When she got to the Centre, she dumped her bag and went downstairs to talk to the technicians. She wanted some add-ons for her computer. When she got to the basement, the room was empty apart from her post-grad student, Gregory Fellows, who was sitting at one of the work stations. He was wearing headphones and his eyes were closed. His body was moving in time to a rhythm only he could hear as he adjusted it on the keyboard. As she came in, he whispered, ‘Yeah.’
Then his eyes opened and he saw her. He took off the headphones. ‘Faith,’ he said. He sounded a bit uncertain.
‘Morning, Gregory. Got everything sorted for your seminar?’ She forgave herself a touch of schadenfreude when he looked guilty.
‘It was just…’ He shrugged. ‘I’m writing something for a friend.’ His face, normally cheerful, was closed and almost sullen. He pushed the heavy mop of fair hair out of his eyes and started to collect his things together. ‘I’m going to start work on it now,’ he said.
‘Morning, Faith.’ The technician came in carrying a cup of coffee. ‘What can I do you for?’ Faith explained quickly what she wanted, and he made some notes. ‘I can get that for you,’ he said.
She had an idea. ‘While I’m here…’ She explained about the paper she’d been looking for on Helen’s disk. ‘She must have printed it off and deleted it. I wondered if she left any back-ups with you?’ It was an outside chance.
He shook his head. ‘Sorry. There’s never any need. The system backs up every night, so people don’t bother.’
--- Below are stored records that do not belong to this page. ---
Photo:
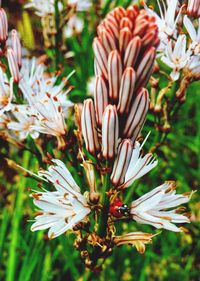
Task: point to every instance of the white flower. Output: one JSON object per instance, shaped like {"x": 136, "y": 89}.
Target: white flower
{"x": 43, "y": 7}
{"x": 74, "y": 26}
{"x": 91, "y": 85}
{"x": 194, "y": 65}
{"x": 23, "y": 122}
{"x": 166, "y": 22}
{"x": 62, "y": 209}
{"x": 48, "y": 108}
{"x": 6, "y": 92}
{"x": 80, "y": 5}
{"x": 152, "y": 208}
{"x": 138, "y": 166}
{"x": 32, "y": 71}
{"x": 34, "y": 74}
{"x": 194, "y": 35}
{"x": 176, "y": 56}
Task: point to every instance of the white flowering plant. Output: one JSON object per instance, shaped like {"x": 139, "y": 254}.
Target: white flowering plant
{"x": 93, "y": 117}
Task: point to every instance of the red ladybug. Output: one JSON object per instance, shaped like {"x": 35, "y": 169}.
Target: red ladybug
{"x": 118, "y": 209}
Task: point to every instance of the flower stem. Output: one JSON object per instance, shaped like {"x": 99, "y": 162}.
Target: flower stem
{"x": 103, "y": 219}
{"x": 17, "y": 216}
{"x": 105, "y": 210}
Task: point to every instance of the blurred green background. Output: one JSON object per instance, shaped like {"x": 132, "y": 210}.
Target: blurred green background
{"x": 27, "y": 256}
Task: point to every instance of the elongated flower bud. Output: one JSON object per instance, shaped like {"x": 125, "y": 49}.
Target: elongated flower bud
{"x": 100, "y": 98}
{"x": 110, "y": 132}
{"x": 3, "y": 26}
{"x": 122, "y": 162}
{"x": 126, "y": 90}
{"x": 145, "y": 68}
{"x": 108, "y": 41}
{"x": 89, "y": 127}
{"x": 193, "y": 8}
{"x": 124, "y": 38}
{"x": 13, "y": 65}
{"x": 114, "y": 74}
{"x": 16, "y": 46}
{"x": 132, "y": 51}
{"x": 137, "y": 115}
{"x": 101, "y": 56}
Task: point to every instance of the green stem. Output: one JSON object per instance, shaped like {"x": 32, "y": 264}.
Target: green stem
{"x": 17, "y": 216}
{"x": 103, "y": 219}
{"x": 58, "y": 36}
{"x": 105, "y": 210}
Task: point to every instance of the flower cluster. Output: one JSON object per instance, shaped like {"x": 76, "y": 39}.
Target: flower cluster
{"x": 109, "y": 127}
{"x": 44, "y": 105}
{"x": 174, "y": 50}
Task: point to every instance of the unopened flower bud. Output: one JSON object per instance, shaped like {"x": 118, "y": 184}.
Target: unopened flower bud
{"x": 90, "y": 174}
{"x": 137, "y": 115}
{"x": 114, "y": 74}
{"x": 126, "y": 90}
{"x": 125, "y": 37}
{"x": 101, "y": 56}
{"x": 3, "y": 26}
{"x": 89, "y": 127}
{"x": 122, "y": 162}
{"x": 100, "y": 98}
{"x": 13, "y": 65}
{"x": 110, "y": 132}
{"x": 16, "y": 46}
{"x": 108, "y": 40}
{"x": 145, "y": 68}
{"x": 132, "y": 51}
{"x": 193, "y": 8}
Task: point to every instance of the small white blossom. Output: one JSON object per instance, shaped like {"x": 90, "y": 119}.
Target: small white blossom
{"x": 23, "y": 122}
{"x": 74, "y": 26}
{"x": 138, "y": 165}
{"x": 80, "y": 5}
{"x": 47, "y": 106}
{"x": 91, "y": 86}
{"x": 176, "y": 56}
{"x": 194, "y": 35}
{"x": 153, "y": 207}
{"x": 63, "y": 209}
{"x": 167, "y": 21}
{"x": 6, "y": 92}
‘Okay. I just thought I’d ask.’
‘Hang on, though.’ He went into the office, and came back a minute later carrying a CD. He looked triumphant. ‘I’d forgotten. The morning it…you know…happened. I knew they were going to take her stuff, so I copied it off the tapes. As it turned out, the police left a copy, so…Anyway, the one I made is still here.’
He looked so pleased with himself that Faith didn’t have the heart to tell him that she’d already got this on the disk that Trish had given her. ‘Thanks,’ she said.
Gregory was on his way out. He hesitated then waited as Faith came towards him. ‘Could I have a word?’
She hoped it wasn’t about the seminar. ‘What is it, Gregory?’
‘You were a friend of Helen’s, weren’t you?’
That was unexpected. ‘Yes. I was at school with her.’
‘I’m sorry. It’s just–some of us, we wanted to go to the funeral, only we don’t know…’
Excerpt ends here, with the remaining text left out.